The Hispanic or Latino unemployment rate was 4.5% in January 2023, not too far from the record low of 4.0% that was set in September 2019 -- though the 4.5% rate in January 2023 was a jump from the 4.1% rate in December 2022. (This data series goes back to 1973.) The rate was 8.5% in January 2021.

Daniel Dale

Trump and the national debt

Biden criticized the fiscal management of former President Donald Trump's administration -- saying that "nearly 25% of the entire national debt, a debt that took 200 years to accumulate, was added by just one administration alone -- the last one."

Facts First: Biden's claim is correct. The national debt, now more than $31 trillion, increased by just under $8 trillion during Trump's four years in office, in part because of Trump's major tax cuts. It's important to note, though, that some of the increase in the debt during the Trump era was because of the trillions in emergency Covid-19 pandemic relief spending that passed with bipartisan support. The national debt spiked in the first half of 2020 after increasing gradually during Trump's first three years in office, and because of spending required by safety-net programs that were created by previous presidents. A significant amount of spending under any president is the result of decisions made by their predecessors.
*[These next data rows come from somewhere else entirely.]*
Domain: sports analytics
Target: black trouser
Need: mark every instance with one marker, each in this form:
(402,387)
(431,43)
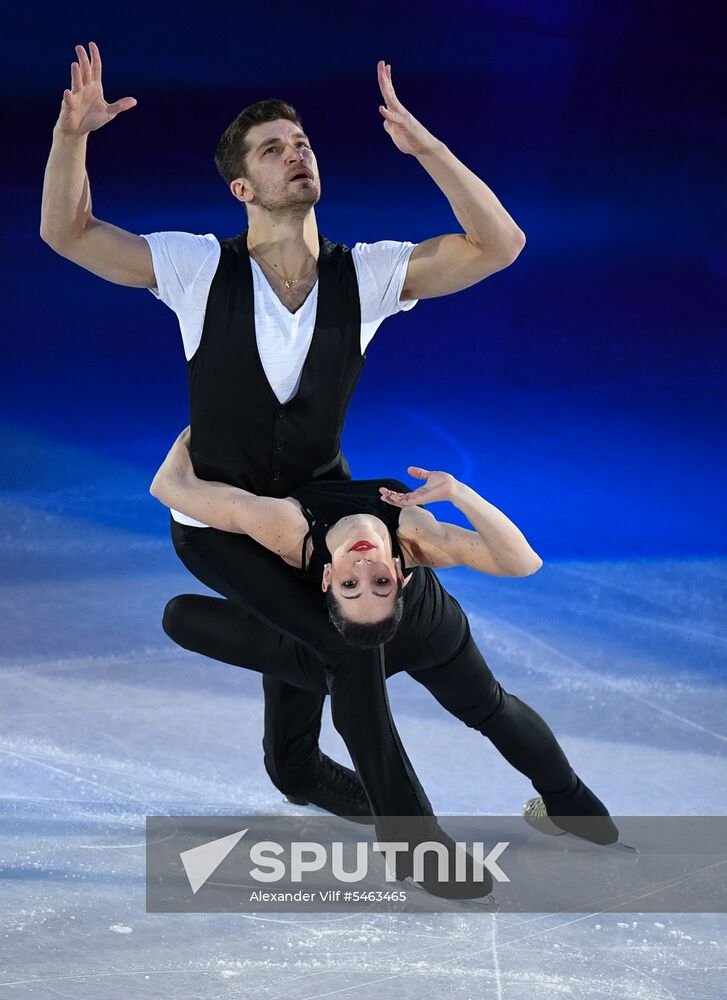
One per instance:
(275,624)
Charles Blahous, a researcher at the Mercatus Center at George Mason University who authored the 2021 paper "Why We Have Federal Deficits," wrote that the impact of recent legislation on the long-term structural fiscal imbalance is dwarfed by the creation of Medicare and Medicaid and increases to Social Security, all of which occurred between 1965 and 1972.

"Despite all the political rhetoric expended today to cast blame for skyrocketing federal deficits on either the Joseph R. Biden Jr. administration or the Donald J. Trump administration, on either congressional Democrats or congressional Republicans, the largest drivers of the structural federal fiscal imbalance were enacted roughly a half-century ago," Blahous wrote.